The next review period is expected to happen from 15th June. 

Petroleum Products have witnessed a sustained increase in price over the past months, resulting in transports fares going up. But Dr Amin tells JoyBusiness government’s forecast suggest prices would be trending downwards.   

He added that “By our projections, I can assure you that by the next window prices to start coming down.”
“We’ve looked at the trend in prices, we’ve also looked at the arrest of the depreciation of the cedi, the marginal depreciation and if these fundamentals are right, we should see by the next pricing window our prices are coming down.” The deputy minister added.

Other Measures being implemented  

The Deputy Minister also added that other measures being implemented include trying to discourage Oil Marketing Companies from using the forward dollar rates in pricing their products. 

This according to the minister had contributed to the sustained increase in the price of petroleum products over the last one month. 

He believes that all these measures would go a long way to help reduce prices of petroleum products in the coming weeks.

Removing taxes on petroleum products
A lot of industry players engaged by JoyBusiness have all maintained that there is the need for government to remove some of the taxes on petroleum products. 

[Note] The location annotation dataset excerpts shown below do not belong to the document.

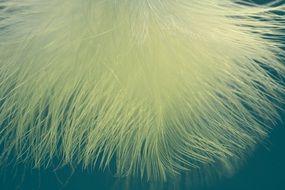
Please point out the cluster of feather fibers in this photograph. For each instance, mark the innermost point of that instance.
(161, 87)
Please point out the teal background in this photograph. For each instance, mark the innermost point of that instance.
(264, 170)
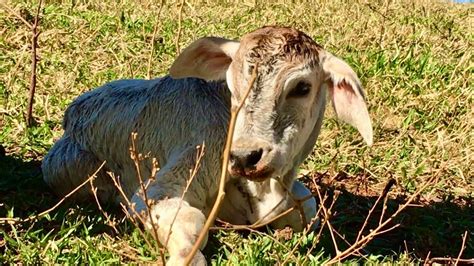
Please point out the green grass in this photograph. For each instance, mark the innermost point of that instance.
(415, 60)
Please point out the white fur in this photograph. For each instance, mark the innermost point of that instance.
(174, 116)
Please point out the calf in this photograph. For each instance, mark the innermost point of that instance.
(275, 131)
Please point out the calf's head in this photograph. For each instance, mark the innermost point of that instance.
(281, 117)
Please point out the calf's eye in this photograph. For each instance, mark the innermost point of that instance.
(300, 90)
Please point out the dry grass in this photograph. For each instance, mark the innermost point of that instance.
(414, 57)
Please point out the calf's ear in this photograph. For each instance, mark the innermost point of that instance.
(347, 95)
(207, 58)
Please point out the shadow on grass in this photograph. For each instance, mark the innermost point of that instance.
(433, 228)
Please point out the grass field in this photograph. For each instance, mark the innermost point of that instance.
(415, 59)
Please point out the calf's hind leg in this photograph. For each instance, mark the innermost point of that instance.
(67, 166)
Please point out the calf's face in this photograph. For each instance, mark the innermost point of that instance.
(285, 105)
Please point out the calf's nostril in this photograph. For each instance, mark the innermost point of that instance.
(253, 158)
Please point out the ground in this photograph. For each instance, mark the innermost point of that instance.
(413, 57)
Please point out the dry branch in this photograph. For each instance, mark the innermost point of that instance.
(34, 62)
(135, 156)
(380, 229)
(224, 173)
(34, 217)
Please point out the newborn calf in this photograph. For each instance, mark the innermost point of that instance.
(275, 131)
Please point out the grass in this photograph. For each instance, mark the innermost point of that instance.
(414, 57)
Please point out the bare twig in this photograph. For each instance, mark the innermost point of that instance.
(130, 206)
(192, 174)
(16, 15)
(180, 21)
(384, 193)
(463, 246)
(362, 242)
(34, 61)
(104, 213)
(224, 172)
(135, 156)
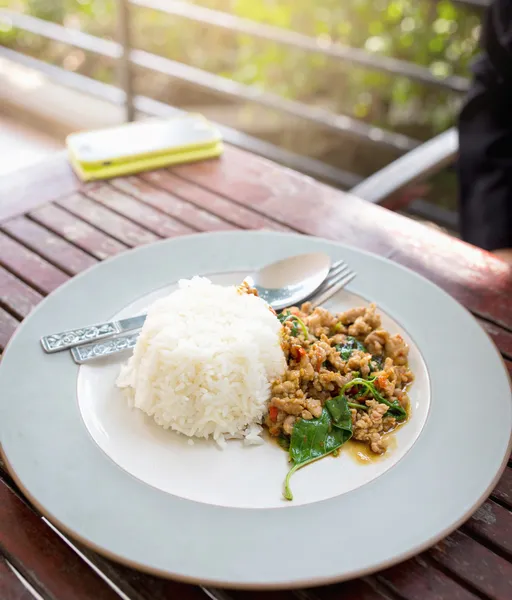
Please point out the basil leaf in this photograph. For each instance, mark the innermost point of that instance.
(349, 345)
(284, 442)
(314, 439)
(395, 408)
(287, 316)
(376, 364)
(340, 413)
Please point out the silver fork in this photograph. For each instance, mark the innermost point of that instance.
(339, 276)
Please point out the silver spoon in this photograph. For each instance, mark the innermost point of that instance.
(281, 284)
(291, 280)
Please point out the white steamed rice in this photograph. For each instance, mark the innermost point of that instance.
(204, 361)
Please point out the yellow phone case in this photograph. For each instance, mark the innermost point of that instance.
(147, 163)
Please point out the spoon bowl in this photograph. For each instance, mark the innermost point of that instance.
(291, 280)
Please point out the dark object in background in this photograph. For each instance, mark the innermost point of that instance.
(485, 137)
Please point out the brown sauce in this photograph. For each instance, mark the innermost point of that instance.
(361, 453)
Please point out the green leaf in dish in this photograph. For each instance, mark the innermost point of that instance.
(313, 439)
(395, 408)
(287, 316)
(349, 345)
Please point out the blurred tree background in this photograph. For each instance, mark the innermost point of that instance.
(440, 35)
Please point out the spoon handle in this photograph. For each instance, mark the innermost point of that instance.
(56, 342)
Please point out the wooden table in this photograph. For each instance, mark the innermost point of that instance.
(52, 227)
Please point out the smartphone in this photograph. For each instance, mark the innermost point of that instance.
(135, 142)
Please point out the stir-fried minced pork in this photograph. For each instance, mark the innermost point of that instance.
(318, 370)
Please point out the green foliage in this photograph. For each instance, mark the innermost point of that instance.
(441, 36)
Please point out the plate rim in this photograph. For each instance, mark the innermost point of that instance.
(295, 583)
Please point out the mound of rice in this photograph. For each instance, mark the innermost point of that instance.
(204, 361)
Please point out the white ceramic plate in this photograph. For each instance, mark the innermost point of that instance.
(113, 479)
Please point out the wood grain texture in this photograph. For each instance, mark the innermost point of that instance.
(151, 219)
(223, 208)
(358, 589)
(186, 212)
(29, 267)
(481, 568)
(503, 491)
(102, 218)
(16, 296)
(77, 232)
(53, 248)
(416, 579)
(248, 192)
(8, 326)
(11, 587)
(493, 524)
(476, 278)
(45, 181)
(42, 557)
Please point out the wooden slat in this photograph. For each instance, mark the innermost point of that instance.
(222, 207)
(476, 278)
(493, 523)
(42, 557)
(76, 231)
(43, 182)
(153, 220)
(418, 580)
(186, 212)
(8, 325)
(18, 297)
(503, 491)
(149, 587)
(475, 564)
(368, 589)
(64, 255)
(11, 587)
(29, 266)
(118, 227)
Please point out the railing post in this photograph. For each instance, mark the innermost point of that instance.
(124, 67)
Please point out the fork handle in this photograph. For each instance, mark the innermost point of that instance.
(74, 337)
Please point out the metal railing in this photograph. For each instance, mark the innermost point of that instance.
(128, 58)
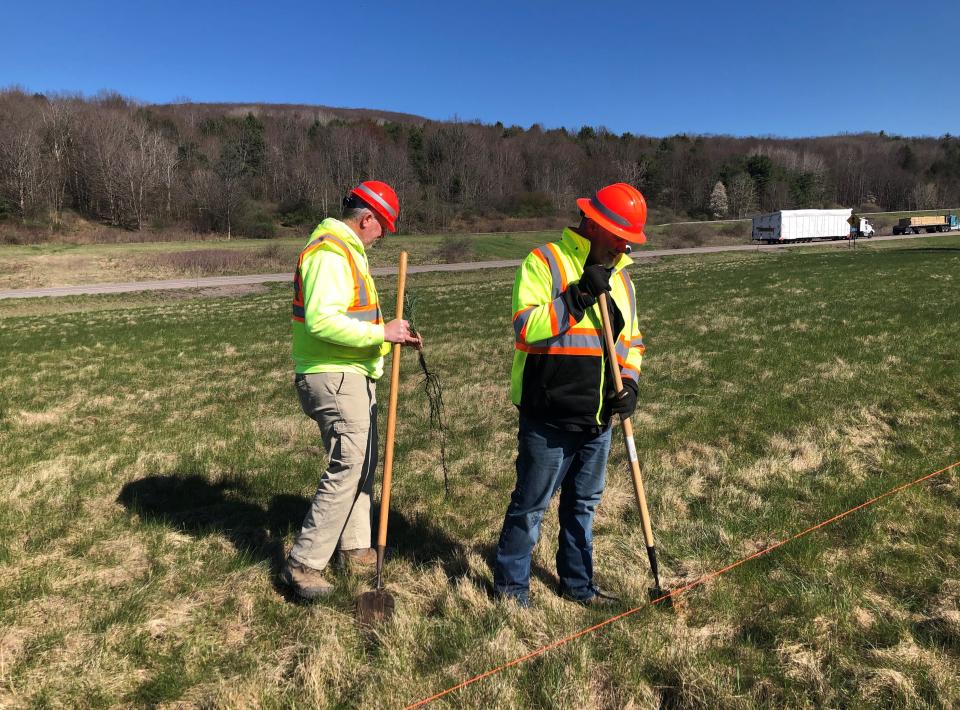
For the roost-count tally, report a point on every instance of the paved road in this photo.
(214, 281)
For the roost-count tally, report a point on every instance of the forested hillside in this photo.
(251, 169)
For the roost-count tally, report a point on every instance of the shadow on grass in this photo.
(192, 504)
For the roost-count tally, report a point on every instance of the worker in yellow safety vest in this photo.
(564, 391)
(339, 340)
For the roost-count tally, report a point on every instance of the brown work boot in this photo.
(598, 598)
(360, 559)
(305, 581)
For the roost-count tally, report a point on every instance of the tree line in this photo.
(247, 169)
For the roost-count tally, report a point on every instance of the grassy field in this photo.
(155, 465)
(39, 265)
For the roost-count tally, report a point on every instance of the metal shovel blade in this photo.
(375, 606)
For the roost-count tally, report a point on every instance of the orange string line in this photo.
(676, 592)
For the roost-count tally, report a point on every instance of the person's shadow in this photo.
(190, 503)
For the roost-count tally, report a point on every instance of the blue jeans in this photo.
(550, 459)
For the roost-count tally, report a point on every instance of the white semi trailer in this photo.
(807, 225)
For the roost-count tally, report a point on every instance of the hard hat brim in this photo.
(586, 206)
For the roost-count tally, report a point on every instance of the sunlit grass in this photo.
(154, 464)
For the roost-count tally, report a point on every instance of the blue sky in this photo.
(749, 68)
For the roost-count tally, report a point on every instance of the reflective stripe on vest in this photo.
(361, 307)
(576, 341)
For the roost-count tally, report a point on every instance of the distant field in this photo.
(35, 266)
(154, 465)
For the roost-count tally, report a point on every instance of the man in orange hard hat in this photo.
(339, 340)
(564, 394)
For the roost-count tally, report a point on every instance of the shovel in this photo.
(657, 593)
(378, 605)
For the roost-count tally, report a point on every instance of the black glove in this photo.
(624, 402)
(595, 280)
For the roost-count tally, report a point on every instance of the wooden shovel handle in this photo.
(391, 413)
(638, 489)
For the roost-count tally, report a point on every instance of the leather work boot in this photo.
(600, 598)
(305, 581)
(359, 560)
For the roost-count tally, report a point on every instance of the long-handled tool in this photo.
(656, 593)
(378, 604)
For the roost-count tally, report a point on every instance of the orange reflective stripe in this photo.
(558, 350)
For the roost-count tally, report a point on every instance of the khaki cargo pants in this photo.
(344, 405)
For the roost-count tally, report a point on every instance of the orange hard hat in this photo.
(381, 198)
(618, 208)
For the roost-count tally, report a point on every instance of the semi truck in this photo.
(808, 225)
(927, 223)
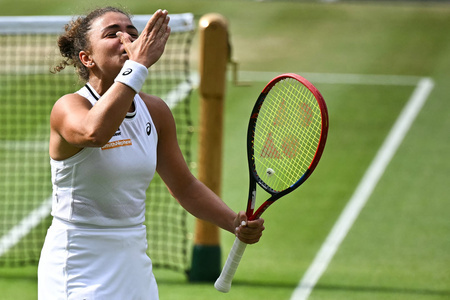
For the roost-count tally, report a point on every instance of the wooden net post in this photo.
(214, 55)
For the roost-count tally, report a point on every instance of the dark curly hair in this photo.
(75, 39)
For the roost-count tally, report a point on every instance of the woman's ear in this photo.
(86, 59)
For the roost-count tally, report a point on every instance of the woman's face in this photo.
(106, 50)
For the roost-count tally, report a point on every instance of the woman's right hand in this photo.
(150, 45)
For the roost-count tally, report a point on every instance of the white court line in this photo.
(364, 189)
(33, 219)
(24, 227)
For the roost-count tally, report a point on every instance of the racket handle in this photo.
(223, 283)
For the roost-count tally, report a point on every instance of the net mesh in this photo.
(27, 93)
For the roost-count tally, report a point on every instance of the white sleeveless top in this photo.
(107, 186)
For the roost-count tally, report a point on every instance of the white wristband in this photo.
(133, 74)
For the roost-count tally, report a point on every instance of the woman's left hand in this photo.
(248, 232)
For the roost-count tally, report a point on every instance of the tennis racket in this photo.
(286, 136)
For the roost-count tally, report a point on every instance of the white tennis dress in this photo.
(96, 245)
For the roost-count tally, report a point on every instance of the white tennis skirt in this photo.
(95, 264)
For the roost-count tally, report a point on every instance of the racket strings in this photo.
(287, 134)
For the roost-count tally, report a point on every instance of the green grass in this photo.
(399, 246)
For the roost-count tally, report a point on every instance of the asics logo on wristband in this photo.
(127, 72)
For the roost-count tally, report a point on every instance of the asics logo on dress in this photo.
(149, 128)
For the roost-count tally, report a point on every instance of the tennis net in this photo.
(27, 93)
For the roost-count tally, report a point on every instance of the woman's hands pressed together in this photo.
(150, 44)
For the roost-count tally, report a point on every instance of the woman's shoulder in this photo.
(159, 110)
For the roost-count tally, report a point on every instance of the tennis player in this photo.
(107, 141)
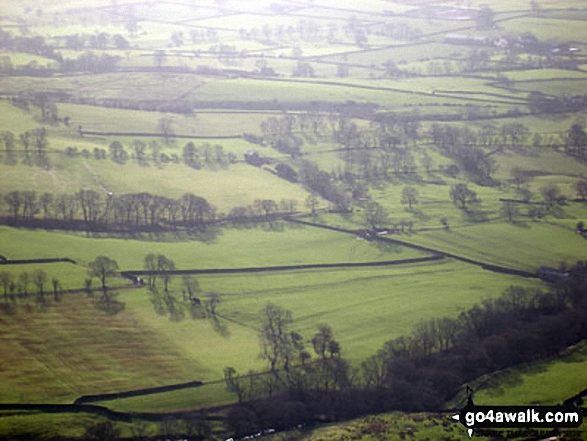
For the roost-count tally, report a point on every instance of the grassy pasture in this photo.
(138, 348)
(525, 246)
(541, 160)
(233, 248)
(547, 382)
(16, 120)
(211, 124)
(345, 299)
(308, 90)
(403, 53)
(20, 59)
(365, 307)
(70, 276)
(14, 425)
(557, 87)
(208, 395)
(545, 28)
(238, 185)
(388, 427)
(73, 349)
(544, 74)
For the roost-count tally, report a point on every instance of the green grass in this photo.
(365, 307)
(103, 119)
(394, 426)
(546, 28)
(20, 59)
(208, 395)
(544, 74)
(34, 425)
(16, 120)
(559, 88)
(548, 382)
(73, 349)
(238, 185)
(526, 246)
(233, 248)
(70, 276)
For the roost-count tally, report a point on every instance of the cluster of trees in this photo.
(92, 207)
(419, 372)
(90, 62)
(167, 300)
(32, 45)
(34, 143)
(261, 209)
(207, 155)
(21, 288)
(99, 40)
(292, 372)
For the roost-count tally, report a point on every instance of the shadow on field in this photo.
(501, 382)
(476, 215)
(419, 214)
(219, 327)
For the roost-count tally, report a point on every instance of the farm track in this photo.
(485, 266)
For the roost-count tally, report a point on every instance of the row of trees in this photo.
(93, 207)
(20, 288)
(166, 300)
(419, 372)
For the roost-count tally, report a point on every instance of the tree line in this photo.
(93, 207)
(419, 372)
(27, 285)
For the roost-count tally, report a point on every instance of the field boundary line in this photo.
(369, 236)
(285, 267)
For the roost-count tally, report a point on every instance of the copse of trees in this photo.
(165, 287)
(95, 208)
(19, 289)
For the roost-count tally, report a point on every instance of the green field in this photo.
(194, 349)
(345, 299)
(518, 246)
(361, 88)
(537, 383)
(232, 248)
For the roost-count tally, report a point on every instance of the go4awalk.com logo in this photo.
(478, 418)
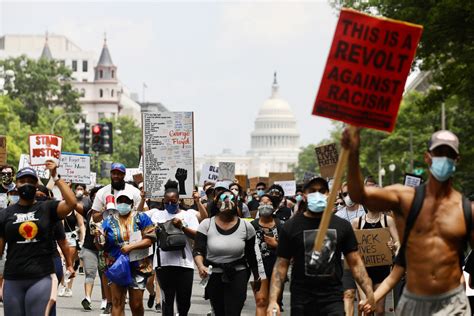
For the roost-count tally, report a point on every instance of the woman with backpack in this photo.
(174, 258)
(227, 243)
(126, 231)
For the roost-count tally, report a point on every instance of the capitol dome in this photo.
(275, 126)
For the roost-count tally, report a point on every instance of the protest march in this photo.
(321, 235)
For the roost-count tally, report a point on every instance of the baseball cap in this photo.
(444, 137)
(118, 166)
(26, 172)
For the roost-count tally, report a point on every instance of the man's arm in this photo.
(279, 273)
(360, 275)
(373, 198)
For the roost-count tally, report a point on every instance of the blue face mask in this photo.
(442, 168)
(317, 202)
(124, 208)
(171, 208)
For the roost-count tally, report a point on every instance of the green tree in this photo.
(41, 84)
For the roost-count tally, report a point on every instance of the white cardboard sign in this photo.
(168, 139)
(289, 187)
(209, 174)
(44, 147)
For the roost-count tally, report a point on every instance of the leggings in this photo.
(29, 297)
(227, 299)
(175, 281)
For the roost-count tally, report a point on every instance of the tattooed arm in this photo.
(278, 278)
(360, 275)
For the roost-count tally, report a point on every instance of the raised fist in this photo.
(181, 175)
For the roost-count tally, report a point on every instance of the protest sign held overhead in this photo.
(168, 154)
(227, 171)
(3, 149)
(366, 70)
(327, 159)
(373, 246)
(44, 148)
(209, 174)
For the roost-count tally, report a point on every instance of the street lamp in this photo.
(392, 168)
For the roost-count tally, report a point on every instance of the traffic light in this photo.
(96, 137)
(85, 138)
(107, 138)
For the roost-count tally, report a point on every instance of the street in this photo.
(71, 306)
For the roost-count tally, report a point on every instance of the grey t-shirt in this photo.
(225, 247)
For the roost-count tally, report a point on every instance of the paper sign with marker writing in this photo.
(43, 148)
(289, 187)
(168, 152)
(373, 246)
(366, 70)
(227, 171)
(209, 174)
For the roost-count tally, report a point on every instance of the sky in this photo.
(214, 58)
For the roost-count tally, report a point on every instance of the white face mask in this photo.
(348, 201)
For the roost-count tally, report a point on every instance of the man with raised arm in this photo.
(438, 235)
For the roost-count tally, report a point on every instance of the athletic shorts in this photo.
(454, 302)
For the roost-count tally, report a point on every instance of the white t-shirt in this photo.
(175, 258)
(99, 201)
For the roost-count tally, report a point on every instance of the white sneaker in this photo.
(62, 291)
(68, 292)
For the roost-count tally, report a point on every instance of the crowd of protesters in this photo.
(231, 237)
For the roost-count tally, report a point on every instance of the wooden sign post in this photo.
(363, 82)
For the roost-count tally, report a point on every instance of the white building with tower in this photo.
(102, 93)
(274, 141)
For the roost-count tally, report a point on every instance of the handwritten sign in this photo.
(412, 180)
(168, 139)
(280, 176)
(75, 168)
(227, 171)
(289, 187)
(209, 174)
(3, 149)
(43, 148)
(373, 246)
(366, 70)
(327, 159)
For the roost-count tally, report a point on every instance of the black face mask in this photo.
(119, 186)
(27, 191)
(276, 200)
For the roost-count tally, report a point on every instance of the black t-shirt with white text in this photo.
(28, 233)
(321, 276)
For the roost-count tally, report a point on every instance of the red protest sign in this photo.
(366, 70)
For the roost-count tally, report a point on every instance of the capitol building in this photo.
(274, 141)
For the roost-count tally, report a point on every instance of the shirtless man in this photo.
(438, 235)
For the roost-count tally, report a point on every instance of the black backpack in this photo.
(170, 237)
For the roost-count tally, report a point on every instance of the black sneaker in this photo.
(158, 308)
(86, 304)
(151, 300)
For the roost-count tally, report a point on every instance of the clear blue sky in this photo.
(214, 58)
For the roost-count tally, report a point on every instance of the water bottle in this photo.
(206, 279)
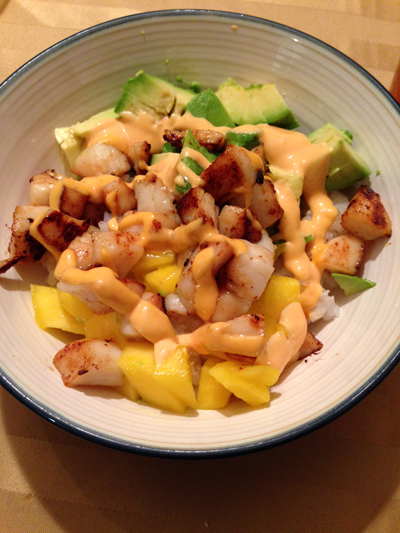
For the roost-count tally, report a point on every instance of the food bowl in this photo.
(83, 75)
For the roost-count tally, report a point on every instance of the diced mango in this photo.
(211, 394)
(75, 307)
(152, 261)
(279, 293)
(249, 383)
(105, 327)
(49, 312)
(175, 375)
(137, 363)
(128, 390)
(163, 280)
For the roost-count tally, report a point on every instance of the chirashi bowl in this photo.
(83, 75)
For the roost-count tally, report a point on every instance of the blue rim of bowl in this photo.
(240, 449)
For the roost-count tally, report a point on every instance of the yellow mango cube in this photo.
(74, 306)
(105, 327)
(278, 294)
(137, 363)
(249, 383)
(163, 280)
(152, 261)
(49, 312)
(175, 375)
(211, 394)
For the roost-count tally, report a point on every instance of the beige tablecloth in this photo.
(343, 478)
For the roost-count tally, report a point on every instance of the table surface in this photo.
(343, 478)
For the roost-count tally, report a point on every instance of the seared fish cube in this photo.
(234, 172)
(344, 254)
(366, 217)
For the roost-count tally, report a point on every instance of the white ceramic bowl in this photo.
(84, 75)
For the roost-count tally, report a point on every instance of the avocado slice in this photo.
(243, 140)
(149, 93)
(71, 138)
(70, 146)
(293, 179)
(346, 166)
(257, 104)
(190, 142)
(352, 284)
(207, 105)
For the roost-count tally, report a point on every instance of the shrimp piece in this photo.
(118, 197)
(40, 187)
(243, 280)
(263, 203)
(100, 159)
(234, 172)
(247, 275)
(239, 223)
(23, 248)
(118, 250)
(152, 196)
(197, 203)
(186, 287)
(140, 155)
(89, 362)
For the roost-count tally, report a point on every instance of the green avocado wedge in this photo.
(352, 284)
(207, 105)
(346, 166)
(257, 104)
(157, 97)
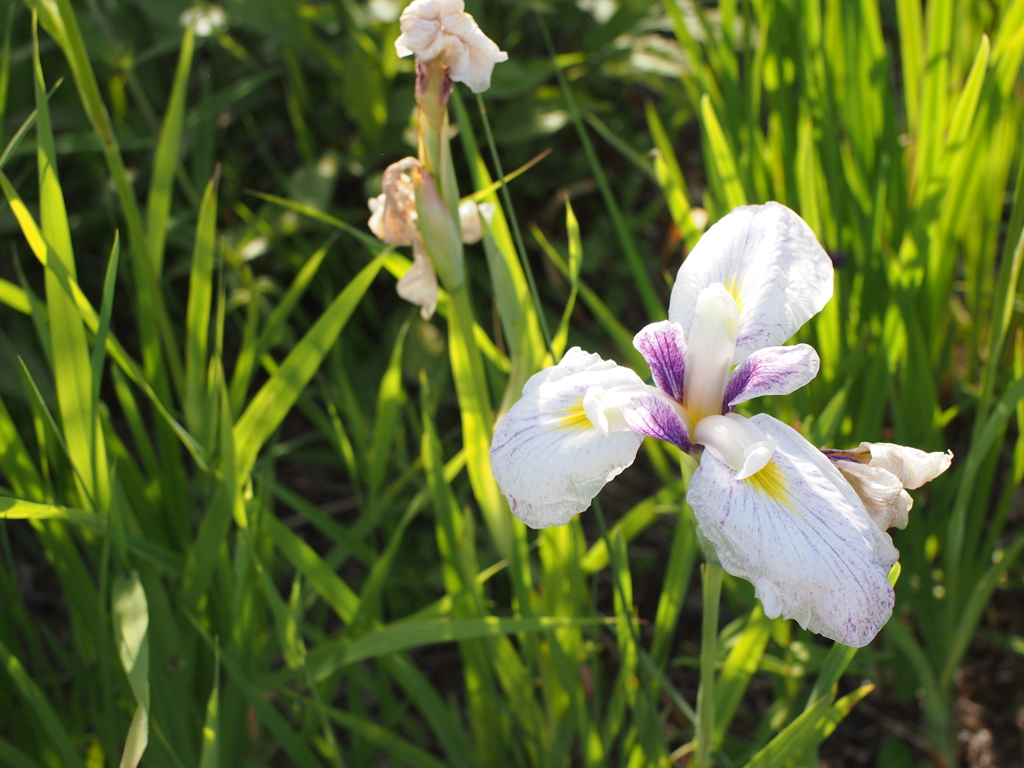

They argued that this is one of the surest ways to deal with the expected increase in crude prices on the economy. Already, transport fares have gone up by 10 per cent, because of the recent increases in fuel prices.
Tax build upon on petroleum products

According to the Chamber of Petroleum Consumers, these are the number of taxes on each litre of petroleum products.
Energy debt recovery levy – 41Gp 
Road fund levy – 40Gp per litre 
Energy Fund on a litre – 1 Ghp for 
Price stabilization and Recovery Levy – 12 Gp per litre  
 Primary Distribution Margin – 7.5 Gp per litre
Bulk Oil Storage and Transportation – 3 Gp 
 Fuel marking margin – 2Gp
Special petroleum tax – 52 Gp
Unified Petroleum fund – 13.5 Gp per litre 
Marketers Margin – 20 Gp 
Dealers margin – 25Gp 

Government’s responds

But Deputy Minister of Energy Dr Mohamed Amin Adam has indicated that government has no immediate intention of removing taxes on petroleum products. 

He said measures have already been taken to cushion consumers from the expected hikes.

He added that “If you look at the taxes on petroleum product; we have a road fund levy on it; what is it used for? This doesn’t go into the government budget for government to use; it goes straight to the road fund for purposes of maintaining our debt”.

Dr Amin further explained that all these taxes looking at what its used for  it would be difficult to remove, “ We are talking about BOST margin, it’s on the price; it goes to BOST to maintain our strategic reserve.”

He said, “We’re talking about the Price Stabilization Levy, and as I already explained, that is what we are to even cushion the end-user price; the price of petroleum products on the market.”